Depuis longtemps j’avais cessé de voir les constellations auxquelles mes yeux étaient habitués. Je savais qu’il y avait des étoiles dont la lumière mettait des siècles à atteindre la terre. Peut-être traversions-nous les espaces où se meuvent ces astres inconnus. J’étais dans l’angoisse d’une attente indéterminée. ― Subitement un sentiment familier et combien agréable entra en moi : c’était la joie de revoir notre soleil ! Pourtant je compris vite que ce ne pouvait être notre soleil, celui qui a donné naissance à notre Terre. Nous étions à des distances incommensurables de notre système planétaire, mais je fus heureux de voir à quel point ce soleil ressemblait à notre soleil. La lumière vitale, celle qui m’avait donné l’existence, me ressuscita. Je sentis en moi une vie aussi forte que celle qui m’avait animé avant la tombe : « Mais c’est un soleil pareil au nôtre ! Il doit y avoir une terre : Où est-elle ? »

Mon compagnon me désigna une petite étoile qui brillait au loin d’une lueur d’émeraude. Nous volions droit vers elle.

― « De pareilles répétitions existent donc dans l’Univers ! clamai-je : « Cette terre est-elle donc toute pareille la nôtre, misérable, mais aimée des plus ingrats de ses enfants, comme nous aimions notre astre, à nous ? » ― Et l’amour de la Terre à jamais abandonnée repassa en moi, violent et douloureux et je revis l’image de la fillette envers laquelle j’avais si mal agi..

― « Tu reverras tout » répondit mon compagnon, dont la voix sonna triste, dans l’espace.

Nous approchions très vite de la planète. Elle croissait à vue d’œil. Je reconnus à sa surface l’Océan, la forme de l’Europe, d’une nouvelle Europe, et un sentiment qui ressemble à de la jalousie s’éveilla en moi.

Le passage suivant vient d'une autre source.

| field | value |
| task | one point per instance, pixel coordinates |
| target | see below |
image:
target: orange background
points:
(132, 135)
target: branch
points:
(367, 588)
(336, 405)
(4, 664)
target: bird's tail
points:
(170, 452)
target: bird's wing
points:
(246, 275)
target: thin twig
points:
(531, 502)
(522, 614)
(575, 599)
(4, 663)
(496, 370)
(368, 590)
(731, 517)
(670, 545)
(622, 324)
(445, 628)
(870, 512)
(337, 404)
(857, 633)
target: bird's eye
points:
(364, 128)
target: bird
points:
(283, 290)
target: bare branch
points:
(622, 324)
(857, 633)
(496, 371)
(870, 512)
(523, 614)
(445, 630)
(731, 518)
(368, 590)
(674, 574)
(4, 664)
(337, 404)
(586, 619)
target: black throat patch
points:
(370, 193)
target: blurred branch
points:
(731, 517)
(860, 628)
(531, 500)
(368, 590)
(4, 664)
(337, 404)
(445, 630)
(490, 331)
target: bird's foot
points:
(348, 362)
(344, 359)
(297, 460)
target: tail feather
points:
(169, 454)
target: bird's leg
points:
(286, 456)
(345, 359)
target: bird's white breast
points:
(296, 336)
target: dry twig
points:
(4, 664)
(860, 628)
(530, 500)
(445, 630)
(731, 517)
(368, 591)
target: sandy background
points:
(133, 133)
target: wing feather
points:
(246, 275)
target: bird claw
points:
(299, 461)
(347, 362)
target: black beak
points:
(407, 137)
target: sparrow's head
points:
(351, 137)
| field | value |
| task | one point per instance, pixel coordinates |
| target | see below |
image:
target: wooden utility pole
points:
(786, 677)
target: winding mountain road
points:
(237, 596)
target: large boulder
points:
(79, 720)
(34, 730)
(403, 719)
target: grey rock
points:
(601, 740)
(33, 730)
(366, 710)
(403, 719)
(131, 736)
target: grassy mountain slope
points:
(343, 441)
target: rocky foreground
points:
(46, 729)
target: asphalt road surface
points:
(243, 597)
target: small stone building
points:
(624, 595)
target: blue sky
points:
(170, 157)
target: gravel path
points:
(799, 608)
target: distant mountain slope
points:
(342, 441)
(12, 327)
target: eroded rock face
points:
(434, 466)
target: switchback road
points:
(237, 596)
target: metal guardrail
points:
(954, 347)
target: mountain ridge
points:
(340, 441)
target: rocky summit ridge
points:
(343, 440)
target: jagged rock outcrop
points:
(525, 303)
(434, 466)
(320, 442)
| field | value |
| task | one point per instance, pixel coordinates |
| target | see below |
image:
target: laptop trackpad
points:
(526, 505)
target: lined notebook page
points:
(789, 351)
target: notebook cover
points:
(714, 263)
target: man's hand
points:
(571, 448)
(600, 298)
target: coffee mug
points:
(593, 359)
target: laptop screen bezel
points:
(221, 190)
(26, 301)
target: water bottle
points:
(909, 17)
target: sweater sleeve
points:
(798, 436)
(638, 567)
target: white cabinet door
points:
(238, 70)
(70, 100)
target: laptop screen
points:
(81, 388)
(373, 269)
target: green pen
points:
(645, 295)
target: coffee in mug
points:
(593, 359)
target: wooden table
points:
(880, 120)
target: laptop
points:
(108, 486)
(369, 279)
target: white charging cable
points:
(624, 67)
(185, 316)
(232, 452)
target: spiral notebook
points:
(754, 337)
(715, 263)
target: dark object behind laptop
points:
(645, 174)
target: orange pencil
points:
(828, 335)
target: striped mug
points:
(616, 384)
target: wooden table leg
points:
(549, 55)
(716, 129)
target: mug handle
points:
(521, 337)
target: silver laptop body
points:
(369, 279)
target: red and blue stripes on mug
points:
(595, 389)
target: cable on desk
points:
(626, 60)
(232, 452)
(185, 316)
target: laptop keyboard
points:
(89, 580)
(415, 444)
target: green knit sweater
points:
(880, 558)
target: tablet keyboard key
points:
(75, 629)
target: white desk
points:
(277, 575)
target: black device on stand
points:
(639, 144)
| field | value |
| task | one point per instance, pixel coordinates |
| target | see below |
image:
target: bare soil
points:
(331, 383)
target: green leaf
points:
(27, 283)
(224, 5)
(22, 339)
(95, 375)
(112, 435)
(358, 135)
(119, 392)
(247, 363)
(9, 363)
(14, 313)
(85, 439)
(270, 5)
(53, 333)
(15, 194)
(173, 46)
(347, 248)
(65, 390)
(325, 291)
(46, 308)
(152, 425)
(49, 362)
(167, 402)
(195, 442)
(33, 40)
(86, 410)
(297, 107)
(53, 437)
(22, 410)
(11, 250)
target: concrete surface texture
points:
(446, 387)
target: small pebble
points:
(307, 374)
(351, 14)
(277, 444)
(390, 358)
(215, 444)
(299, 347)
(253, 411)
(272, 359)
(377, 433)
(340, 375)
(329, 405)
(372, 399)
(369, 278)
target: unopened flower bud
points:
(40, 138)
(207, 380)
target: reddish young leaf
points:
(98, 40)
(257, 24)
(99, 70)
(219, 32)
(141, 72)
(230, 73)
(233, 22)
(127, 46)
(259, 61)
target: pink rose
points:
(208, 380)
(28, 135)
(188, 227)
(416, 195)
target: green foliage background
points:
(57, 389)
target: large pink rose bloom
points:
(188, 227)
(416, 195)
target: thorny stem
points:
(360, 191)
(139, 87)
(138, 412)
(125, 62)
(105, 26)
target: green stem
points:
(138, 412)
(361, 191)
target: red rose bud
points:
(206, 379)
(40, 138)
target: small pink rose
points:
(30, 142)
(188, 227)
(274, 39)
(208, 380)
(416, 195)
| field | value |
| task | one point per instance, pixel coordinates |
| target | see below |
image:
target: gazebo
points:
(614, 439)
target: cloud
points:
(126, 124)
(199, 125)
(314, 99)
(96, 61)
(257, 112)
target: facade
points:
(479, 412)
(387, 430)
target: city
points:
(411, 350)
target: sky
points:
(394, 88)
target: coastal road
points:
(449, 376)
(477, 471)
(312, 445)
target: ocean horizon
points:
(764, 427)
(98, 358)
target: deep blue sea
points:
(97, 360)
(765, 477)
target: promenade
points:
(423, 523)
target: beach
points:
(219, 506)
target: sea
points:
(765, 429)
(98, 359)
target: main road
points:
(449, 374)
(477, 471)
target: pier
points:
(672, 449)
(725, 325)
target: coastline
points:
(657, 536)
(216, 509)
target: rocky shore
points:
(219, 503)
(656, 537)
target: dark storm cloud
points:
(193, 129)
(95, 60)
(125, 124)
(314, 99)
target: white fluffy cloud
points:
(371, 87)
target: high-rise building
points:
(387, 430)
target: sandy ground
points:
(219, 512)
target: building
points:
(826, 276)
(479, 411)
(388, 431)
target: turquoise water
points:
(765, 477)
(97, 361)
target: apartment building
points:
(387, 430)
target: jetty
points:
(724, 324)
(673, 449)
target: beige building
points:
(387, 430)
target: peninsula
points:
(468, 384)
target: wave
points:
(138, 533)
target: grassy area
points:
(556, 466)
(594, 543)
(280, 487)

« Pourquoi cette nouvelle édition de notre monde ? Je ne puis aimer que ma Terre, celle où demeurent les traces de mon sang, celle que j’ai été assez ingrat pour quitter en me brûlant la cervelle. Ah ! jamais je n’ai cessé de l’aimer, celle-là, même la nuit de la séparation, peut-être même, cette nuit-là, l’ai-je aimée plus douloureusement que jamais. ― Y a t-il de la souffrance sur cette copie de notre monde ? Sur notre Terre, il n’y a d’êtres aimants que pour la souffrance et par la souffrance. Ô combien j’aspirerais à baiser le sol du cher astre abandonné, à l’embrasser en pleurant ! Je ne veux d’aucune existence sur un autre astre ! »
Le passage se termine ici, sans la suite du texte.